このことが相手に与える印象に強く影響します。何を話したかよりも、実は重要なんです。
オフラインで会って話をするなら、その場の雰囲気等も情報として入ってきますが、オンラインでは、見えているのは顔だけかもしれません。
一度、上手にオンラインで話をしている方の様子を「映像」「声」「話し方」を意識して観察するのがいいでしょう。マネできるならマネしましょう。
話のキャッチボール
コミュニケーションは、「意思の疎通」です。
会話が成り立たないとダメですね。片方が一方的に話をするのが一番いけません。一方的に話してしまいがちな方は、相手に質問できる「間」を作ってください。
そうすれば、相手の理解とともに仕事がはかどります。
情報の共有
各担当が本業に集中するためには、環境整備が必要です。
例えば、情報共有のためにわざわざ文書を作成すること。ナンセンスですね。本業に集中できません。
情報を共有するために余計な文書を作成するなんて本末転倒です。
グーグルドキュメントのスプレッドシートを利用するのがおすすめです。
スプレッドシートを部課で1枚だけ作成して、構成メンバーがそれぞれタブを1枚ずつ持ち、自由に書き込めるようにしておきます。
そうすれば、上司・同僚問わず、内容をいつでも確認でき、情報を共有することができます。
毎日の業務報告のために時間を取って、「テレワークなのに残業」にならないように工夫していきましょう。
上司から部下への「作法」
上司から部下へのテレワークの「作法」は3つです。
- 観察
- 傾聴
- 情報の共有
部下へのフォローを着実にするためには、「観察」が重要です。事実を元に部下がどのような状況にあるのかをしっかりと見る必要があります。
さらに、部下がどのような感情で動いているのかも観察しましょう。
そのためには、オンライン会議では「常にカメラはオン」です。
カメラを通して、部下の精神状態をよく観察しましょう。辛そうにしている?イライラしていないか?モチベーションは保っているか?

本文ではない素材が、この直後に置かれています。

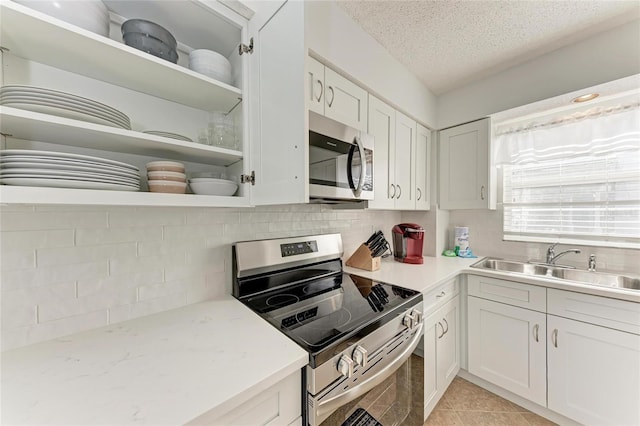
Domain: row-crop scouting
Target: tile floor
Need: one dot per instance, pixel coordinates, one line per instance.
(467, 404)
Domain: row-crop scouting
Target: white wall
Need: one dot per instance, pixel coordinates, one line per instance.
(605, 57)
(334, 36)
(66, 269)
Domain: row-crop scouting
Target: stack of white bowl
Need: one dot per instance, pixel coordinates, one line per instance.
(212, 64)
(91, 15)
(166, 176)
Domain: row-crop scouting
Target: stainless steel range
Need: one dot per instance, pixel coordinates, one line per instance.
(358, 332)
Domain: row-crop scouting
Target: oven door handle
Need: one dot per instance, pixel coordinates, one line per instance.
(363, 167)
(325, 408)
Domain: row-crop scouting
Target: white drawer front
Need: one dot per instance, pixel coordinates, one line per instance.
(618, 314)
(509, 292)
(440, 295)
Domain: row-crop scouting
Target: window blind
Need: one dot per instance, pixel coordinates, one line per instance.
(586, 197)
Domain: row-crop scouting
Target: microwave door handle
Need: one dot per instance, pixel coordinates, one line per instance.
(363, 166)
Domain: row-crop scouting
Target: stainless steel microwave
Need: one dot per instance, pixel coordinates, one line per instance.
(340, 161)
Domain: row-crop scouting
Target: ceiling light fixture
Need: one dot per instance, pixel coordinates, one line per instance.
(585, 98)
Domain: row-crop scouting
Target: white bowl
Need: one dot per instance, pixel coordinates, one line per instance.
(164, 175)
(167, 186)
(167, 166)
(91, 15)
(209, 186)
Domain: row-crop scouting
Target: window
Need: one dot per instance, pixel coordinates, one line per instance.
(574, 178)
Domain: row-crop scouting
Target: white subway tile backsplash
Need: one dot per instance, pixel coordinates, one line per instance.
(43, 276)
(83, 254)
(27, 221)
(86, 237)
(31, 240)
(97, 264)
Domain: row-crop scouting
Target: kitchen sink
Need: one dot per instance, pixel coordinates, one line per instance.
(563, 273)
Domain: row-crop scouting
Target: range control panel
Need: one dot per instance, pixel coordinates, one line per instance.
(293, 249)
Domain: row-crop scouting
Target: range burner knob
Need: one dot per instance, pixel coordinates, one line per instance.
(345, 366)
(360, 356)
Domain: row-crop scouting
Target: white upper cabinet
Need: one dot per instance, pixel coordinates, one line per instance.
(160, 95)
(401, 159)
(465, 167)
(423, 168)
(278, 114)
(333, 96)
(382, 126)
(405, 162)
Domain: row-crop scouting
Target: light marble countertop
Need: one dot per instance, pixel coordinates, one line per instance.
(167, 368)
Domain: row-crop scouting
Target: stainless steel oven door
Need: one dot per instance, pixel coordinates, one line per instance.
(328, 392)
(340, 161)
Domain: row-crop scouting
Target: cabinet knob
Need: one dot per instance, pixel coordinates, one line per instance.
(345, 366)
(330, 101)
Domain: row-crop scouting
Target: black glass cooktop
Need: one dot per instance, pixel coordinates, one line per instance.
(323, 312)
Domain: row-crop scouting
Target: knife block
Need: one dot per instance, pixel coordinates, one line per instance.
(362, 259)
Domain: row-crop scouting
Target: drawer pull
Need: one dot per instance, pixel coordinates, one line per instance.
(442, 327)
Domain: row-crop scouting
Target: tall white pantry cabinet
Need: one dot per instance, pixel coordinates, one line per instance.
(43, 51)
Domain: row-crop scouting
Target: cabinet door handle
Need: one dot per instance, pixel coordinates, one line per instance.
(330, 102)
(321, 90)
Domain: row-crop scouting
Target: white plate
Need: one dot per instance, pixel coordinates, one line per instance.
(67, 183)
(168, 135)
(27, 98)
(77, 167)
(63, 112)
(67, 174)
(64, 155)
(19, 89)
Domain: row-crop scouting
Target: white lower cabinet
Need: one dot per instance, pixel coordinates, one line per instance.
(593, 371)
(507, 347)
(441, 345)
(280, 405)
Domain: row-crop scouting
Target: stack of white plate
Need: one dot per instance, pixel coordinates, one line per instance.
(91, 15)
(61, 104)
(62, 170)
(212, 64)
(168, 135)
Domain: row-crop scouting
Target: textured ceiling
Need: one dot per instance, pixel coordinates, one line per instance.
(449, 43)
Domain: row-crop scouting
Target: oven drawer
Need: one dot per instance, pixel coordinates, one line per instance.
(437, 297)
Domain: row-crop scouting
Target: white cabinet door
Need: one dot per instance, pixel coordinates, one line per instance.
(464, 166)
(507, 347)
(278, 115)
(448, 344)
(405, 164)
(382, 125)
(315, 85)
(441, 352)
(344, 101)
(594, 373)
(279, 405)
(423, 167)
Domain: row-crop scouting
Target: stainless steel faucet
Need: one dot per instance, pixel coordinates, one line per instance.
(552, 256)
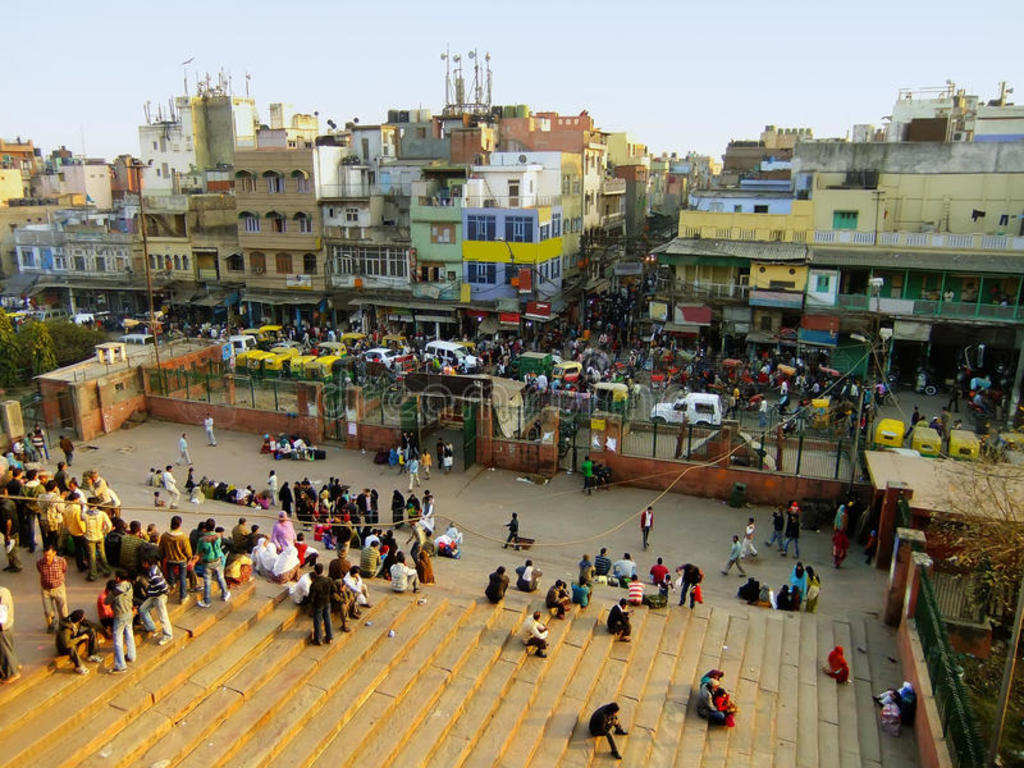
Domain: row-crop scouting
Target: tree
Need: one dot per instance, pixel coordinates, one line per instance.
(36, 350)
(73, 342)
(9, 374)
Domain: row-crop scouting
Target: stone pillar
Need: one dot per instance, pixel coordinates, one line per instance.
(908, 541)
(888, 519)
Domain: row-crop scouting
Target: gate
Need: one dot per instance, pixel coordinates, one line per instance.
(468, 434)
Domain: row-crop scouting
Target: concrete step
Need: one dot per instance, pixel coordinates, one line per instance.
(371, 734)
(572, 708)
(673, 715)
(477, 712)
(77, 700)
(364, 677)
(467, 676)
(519, 697)
(346, 653)
(173, 689)
(643, 723)
(577, 647)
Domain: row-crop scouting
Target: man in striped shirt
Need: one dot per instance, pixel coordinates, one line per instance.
(156, 598)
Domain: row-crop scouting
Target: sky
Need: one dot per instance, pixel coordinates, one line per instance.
(678, 76)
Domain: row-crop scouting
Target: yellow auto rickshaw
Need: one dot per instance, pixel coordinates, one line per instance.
(298, 364)
(611, 396)
(890, 432)
(926, 440)
(567, 372)
(964, 444)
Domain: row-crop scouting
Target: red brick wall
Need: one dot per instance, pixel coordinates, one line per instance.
(231, 417)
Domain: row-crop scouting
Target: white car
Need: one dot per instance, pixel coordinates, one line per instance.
(383, 355)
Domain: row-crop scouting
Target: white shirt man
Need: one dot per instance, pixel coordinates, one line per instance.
(208, 426)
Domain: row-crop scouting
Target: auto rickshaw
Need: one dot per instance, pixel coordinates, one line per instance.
(333, 348)
(394, 341)
(890, 432)
(964, 444)
(611, 397)
(322, 369)
(534, 364)
(567, 372)
(297, 366)
(926, 441)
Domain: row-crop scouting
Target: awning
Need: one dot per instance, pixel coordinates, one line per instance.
(18, 284)
(298, 297)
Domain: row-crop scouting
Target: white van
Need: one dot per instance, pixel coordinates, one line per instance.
(453, 354)
(242, 343)
(695, 408)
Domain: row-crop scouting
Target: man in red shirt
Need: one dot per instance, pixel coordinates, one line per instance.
(657, 572)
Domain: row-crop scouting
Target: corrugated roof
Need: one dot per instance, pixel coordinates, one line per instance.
(739, 249)
(974, 262)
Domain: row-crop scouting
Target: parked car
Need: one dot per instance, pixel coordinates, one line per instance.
(694, 408)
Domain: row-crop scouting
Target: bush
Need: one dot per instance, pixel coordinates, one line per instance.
(72, 342)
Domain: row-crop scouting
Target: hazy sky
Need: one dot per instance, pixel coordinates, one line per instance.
(676, 75)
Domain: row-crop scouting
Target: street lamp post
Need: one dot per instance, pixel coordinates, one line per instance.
(137, 167)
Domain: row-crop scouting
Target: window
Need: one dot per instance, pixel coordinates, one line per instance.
(480, 273)
(844, 219)
(274, 182)
(519, 229)
(481, 227)
(442, 232)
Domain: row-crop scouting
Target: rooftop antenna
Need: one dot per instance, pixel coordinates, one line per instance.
(184, 72)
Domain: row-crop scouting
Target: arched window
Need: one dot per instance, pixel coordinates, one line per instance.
(305, 222)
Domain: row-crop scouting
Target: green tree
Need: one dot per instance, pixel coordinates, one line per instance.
(8, 352)
(36, 348)
(72, 342)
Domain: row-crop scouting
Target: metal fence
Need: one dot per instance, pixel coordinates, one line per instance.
(804, 455)
(958, 722)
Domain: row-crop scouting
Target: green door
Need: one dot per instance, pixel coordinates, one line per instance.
(468, 434)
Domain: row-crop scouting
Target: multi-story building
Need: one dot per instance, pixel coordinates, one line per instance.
(281, 263)
(923, 239)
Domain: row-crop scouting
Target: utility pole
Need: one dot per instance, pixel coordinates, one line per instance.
(137, 166)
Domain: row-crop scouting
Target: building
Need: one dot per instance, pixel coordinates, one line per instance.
(281, 265)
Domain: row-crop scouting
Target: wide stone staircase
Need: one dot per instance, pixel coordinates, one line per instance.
(446, 683)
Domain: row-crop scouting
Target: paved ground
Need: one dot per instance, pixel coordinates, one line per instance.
(564, 521)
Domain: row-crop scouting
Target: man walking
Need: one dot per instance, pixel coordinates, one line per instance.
(8, 658)
(749, 550)
(208, 426)
(156, 599)
(171, 485)
(120, 597)
(183, 457)
(735, 553)
(52, 576)
(646, 523)
(320, 601)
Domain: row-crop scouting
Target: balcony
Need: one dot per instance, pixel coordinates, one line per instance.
(943, 241)
(613, 186)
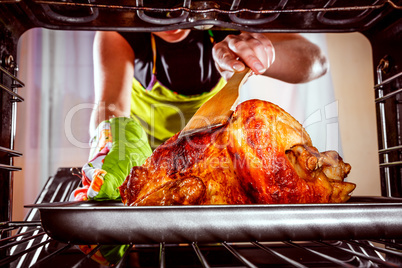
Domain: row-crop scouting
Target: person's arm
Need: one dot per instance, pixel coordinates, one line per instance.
(113, 76)
(285, 56)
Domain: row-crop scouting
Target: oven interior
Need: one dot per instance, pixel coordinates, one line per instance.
(25, 244)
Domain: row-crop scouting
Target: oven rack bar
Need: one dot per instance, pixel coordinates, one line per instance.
(10, 151)
(16, 83)
(229, 15)
(35, 247)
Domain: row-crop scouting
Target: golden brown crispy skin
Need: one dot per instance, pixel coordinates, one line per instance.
(263, 155)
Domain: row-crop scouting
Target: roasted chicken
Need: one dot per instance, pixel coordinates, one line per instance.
(262, 156)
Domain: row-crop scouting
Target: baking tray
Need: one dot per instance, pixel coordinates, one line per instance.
(114, 223)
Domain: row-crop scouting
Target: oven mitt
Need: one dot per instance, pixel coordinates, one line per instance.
(119, 144)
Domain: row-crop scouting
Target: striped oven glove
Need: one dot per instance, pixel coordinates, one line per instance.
(119, 144)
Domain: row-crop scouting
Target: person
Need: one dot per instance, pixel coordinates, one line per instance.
(148, 85)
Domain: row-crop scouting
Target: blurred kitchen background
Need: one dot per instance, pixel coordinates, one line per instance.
(337, 110)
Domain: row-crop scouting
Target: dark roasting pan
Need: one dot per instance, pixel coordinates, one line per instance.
(113, 223)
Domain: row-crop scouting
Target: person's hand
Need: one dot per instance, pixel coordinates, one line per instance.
(236, 51)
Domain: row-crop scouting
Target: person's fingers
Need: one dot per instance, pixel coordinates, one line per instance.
(255, 50)
(225, 58)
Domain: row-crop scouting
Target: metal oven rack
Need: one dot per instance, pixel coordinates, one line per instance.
(32, 246)
(25, 244)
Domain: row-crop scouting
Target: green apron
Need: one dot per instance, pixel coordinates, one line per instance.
(161, 111)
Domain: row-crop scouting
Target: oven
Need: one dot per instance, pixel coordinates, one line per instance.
(365, 232)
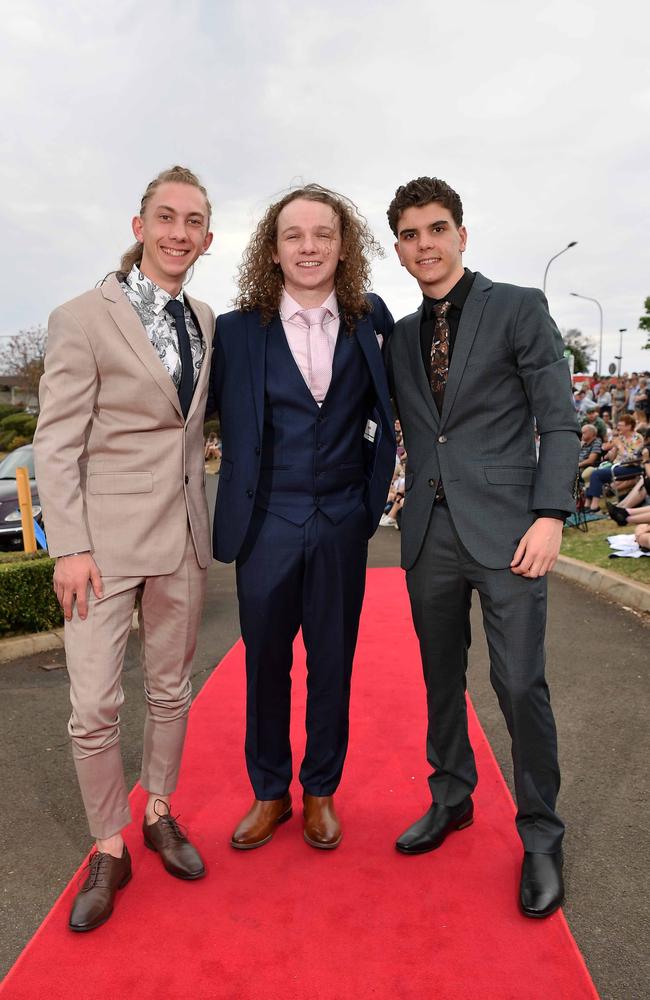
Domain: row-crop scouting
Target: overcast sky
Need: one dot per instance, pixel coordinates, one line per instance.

部下の様子は、普段からよく観察していないと理解できません。
「あれっ?今日はいつもと何か違うな?」
と気づけるのは、部下の「いつも」を知っているからなのです。
次に必要なのは、「傾聴」です。
部下から結果だけの報告を受けたなら、情報不足です。うまくいっていないようなら、その原因をよく聞き、その解決方法を相談しましょう。うまくいったならいったで、その場での評価が必要です。
部下の話をよく聞くと、今まで話していた言葉の意味を取り違えていたことに気づくことがよくあります。オフラインでは意思の疎通がうまくいっていたとしても、オンラインになったとたんに通じ合えなくなることは、上司としても意識するべきです。
最後に「情報の共有」です。
業務命令は、単純に結果を求める場合もありますが、その目的を伝えることで、結果が大きく変わってきます。仕事を前に進めることが、現場での目的です。その目的のためには伝えるべきことを、必要なときに忘れずに伝えます。
以上述べてきたことは、「見ざる、聞かざる、言わざる」のちょうど反対の状況、「見て、聞いて、言う」です。
オンライン会議で直接見える部分は、「小さなフレーム」で切り取られています。その小さな情報だけで判断してはいけません。「観察」「傾聴」「情報の共有」をお忘れなく。